Posted on: qui, 08/29/2019 - 15:13 By: Mônica Chiesa

Como capitão de uma nave espacial, quero que a função de inserção da data  estelar seja feita de forma automática, para eu não ter que ditá-la a cada entrada no diário de bordo.

Você já leu sobre User Stories nos capítulos 5 e 9 deste livro (e provavelmente em outros lugares também). Nessa dinâmica, vamos escrever várias delas para o produto que estamos desenvolvendo em nossa equipe. Para isso, vamos usar o formato sugerido por Mike Cohn:

Como [ator] desejo realizar [ação] para atingir [objetivo].

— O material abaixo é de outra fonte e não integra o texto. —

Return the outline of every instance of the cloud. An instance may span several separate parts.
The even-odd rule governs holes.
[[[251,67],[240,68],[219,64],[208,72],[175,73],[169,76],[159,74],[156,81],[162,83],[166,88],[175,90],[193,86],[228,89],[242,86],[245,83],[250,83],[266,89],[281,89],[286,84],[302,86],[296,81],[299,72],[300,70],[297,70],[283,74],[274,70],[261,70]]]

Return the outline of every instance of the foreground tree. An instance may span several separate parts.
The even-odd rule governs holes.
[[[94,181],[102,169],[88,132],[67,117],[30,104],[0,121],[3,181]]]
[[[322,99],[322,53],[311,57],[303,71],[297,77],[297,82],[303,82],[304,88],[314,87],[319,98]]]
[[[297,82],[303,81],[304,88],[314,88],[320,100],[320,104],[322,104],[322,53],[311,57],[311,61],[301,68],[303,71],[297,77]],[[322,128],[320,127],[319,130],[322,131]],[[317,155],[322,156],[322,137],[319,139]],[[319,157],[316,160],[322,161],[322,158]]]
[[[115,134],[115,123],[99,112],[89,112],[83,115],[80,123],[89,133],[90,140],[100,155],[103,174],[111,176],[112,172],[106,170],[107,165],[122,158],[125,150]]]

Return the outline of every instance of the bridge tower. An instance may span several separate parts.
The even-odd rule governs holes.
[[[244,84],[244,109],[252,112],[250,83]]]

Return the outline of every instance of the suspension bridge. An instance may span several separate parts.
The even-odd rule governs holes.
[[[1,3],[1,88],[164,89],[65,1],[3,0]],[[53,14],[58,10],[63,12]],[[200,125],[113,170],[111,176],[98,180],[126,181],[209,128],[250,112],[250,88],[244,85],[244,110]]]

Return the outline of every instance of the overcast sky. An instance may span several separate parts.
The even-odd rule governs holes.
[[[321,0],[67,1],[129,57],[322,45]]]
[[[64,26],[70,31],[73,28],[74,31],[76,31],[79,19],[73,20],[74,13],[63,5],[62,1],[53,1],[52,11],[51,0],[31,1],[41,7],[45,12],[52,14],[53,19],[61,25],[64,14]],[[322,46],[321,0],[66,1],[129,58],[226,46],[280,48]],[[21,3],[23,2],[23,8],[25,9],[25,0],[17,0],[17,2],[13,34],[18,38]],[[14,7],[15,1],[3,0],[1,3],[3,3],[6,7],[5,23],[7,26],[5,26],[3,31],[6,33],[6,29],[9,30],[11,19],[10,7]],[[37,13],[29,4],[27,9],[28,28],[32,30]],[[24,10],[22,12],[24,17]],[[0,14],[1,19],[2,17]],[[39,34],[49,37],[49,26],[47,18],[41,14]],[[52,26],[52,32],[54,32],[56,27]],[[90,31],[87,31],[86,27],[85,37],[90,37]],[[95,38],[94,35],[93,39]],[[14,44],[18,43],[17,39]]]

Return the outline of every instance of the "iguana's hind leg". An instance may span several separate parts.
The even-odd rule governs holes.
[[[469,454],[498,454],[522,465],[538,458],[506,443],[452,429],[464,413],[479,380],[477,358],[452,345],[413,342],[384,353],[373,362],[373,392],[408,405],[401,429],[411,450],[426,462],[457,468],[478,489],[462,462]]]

Primeiramente, dentro da equipe, olhando para o Storyboard, os participantes escreverão as histórias que digam respeito ao mesmo. Por exemplo, no caso do aplicativo Pega-totó:

***********************FIGURA 18.1************************************

A seguir, peça que os integrantes de cada grupo, usando os chapéus de clientes, usuários, equipe de marketing e de produto busquem expandir o produto, pensando em outros atores que possam também usá-lo. Novas histórias devem surgir. Ainda usando o Pega-totó como exemplo:

Como dono do Totó, desejo que o aplicativo gere alertas quando das datas de vacinação para que eu mantenha meu pet sempre saudável.

Como veterinário, desejo criar um calendário com datas de consulta para que meus clientes lembrem-se de trazer seus pets para as mesmas.

Como dono de pet shop, quero alertar os donos de animais sobre as promoções que tenho na loja, a fim de aumentar as minhas vendas.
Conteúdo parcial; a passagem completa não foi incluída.